Organisée par la Commission éthiopienne du dialogue national (ENDC), cette conférence constitue le processus de consultation national le plus vaste jamais mené dans le pays depuis la mise en place du système fédéral actuel.
Présidant la conférence, le Premier ministre Abiy Ahmed a appelé les Éthiopiens à remplacer la confrontation politique par le dialogue et le compromis.

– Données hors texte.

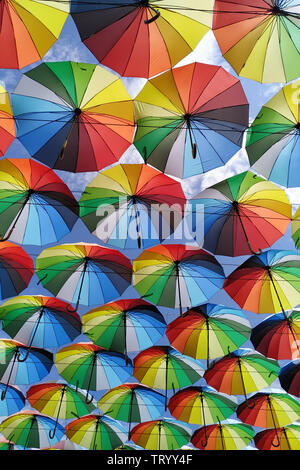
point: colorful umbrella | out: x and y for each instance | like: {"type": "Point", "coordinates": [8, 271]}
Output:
{"type": "Point", "coordinates": [177, 275]}
{"type": "Point", "coordinates": [30, 429]}
{"type": "Point", "coordinates": [132, 206]}
{"type": "Point", "coordinates": [28, 30]}
{"type": "Point", "coordinates": [165, 368]}
{"type": "Point", "coordinates": [288, 436]}
{"type": "Point", "coordinates": [124, 326]}
{"type": "Point", "coordinates": [58, 400]}
{"type": "Point", "coordinates": [13, 401]}
{"type": "Point", "coordinates": [188, 113]}
{"type": "Point", "coordinates": [36, 206]}
{"type": "Point", "coordinates": [96, 432]}
{"type": "Point", "coordinates": [73, 116]}
{"type": "Point", "coordinates": [271, 410]}
{"type": "Point", "coordinates": [259, 37]}
{"type": "Point", "coordinates": [161, 434]}
{"type": "Point", "coordinates": [37, 365]}
{"type": "Point", "coordinates": [229, 435]}
{"type": "Point", "coordinates": [241, 372]}
{"type": "Point", "coordinates": [273, 142]}
{"type": "Point", "coordinates": [208, 331]}
{"type": "Point", "coordinates": [84, 273]}
{"type": "Point", "coordinates": [139, 38]}
{"type": "Point", "coordinates": [7, 127]}
{"type": "Point", "coordinates": [132, 403]}
{"type": "Point", "coordinates": [268, 283]}
{"type": "Point", "coordinates": [201, 405]}
{"type": "Point", "coordinates": [92, 368]}
{"type": "Point", "coordinates": [242, 214]}
{"type": "Point", "coordinates": [296, 228]}
{"type": "Point", "coordinates": [16, 269]}
{"type": "Point", "coordinates": [36, 320]}
{"type": "Point", "coordinates": [289, 377]}
{"type": "Point", "coordinates": [278, 336]}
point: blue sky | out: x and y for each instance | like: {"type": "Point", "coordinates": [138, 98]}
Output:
{"type": "Point", "coordinates": [69, 47]}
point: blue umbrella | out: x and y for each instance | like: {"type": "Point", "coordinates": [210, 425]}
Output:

Il a déclaré que les désaccords ne devaient plus dégénérer de « propos virulents » en « actions violentes », mais devaient au contraire être résolus par la consultation pacifique, la compréhension mutuelle et la responsabilité collective.
Le Premier ministre a qualifié ce processus d’occasion historique de jeter les bases d’une paix durable, d’une réconciliation nationale et d’un avenir national commun.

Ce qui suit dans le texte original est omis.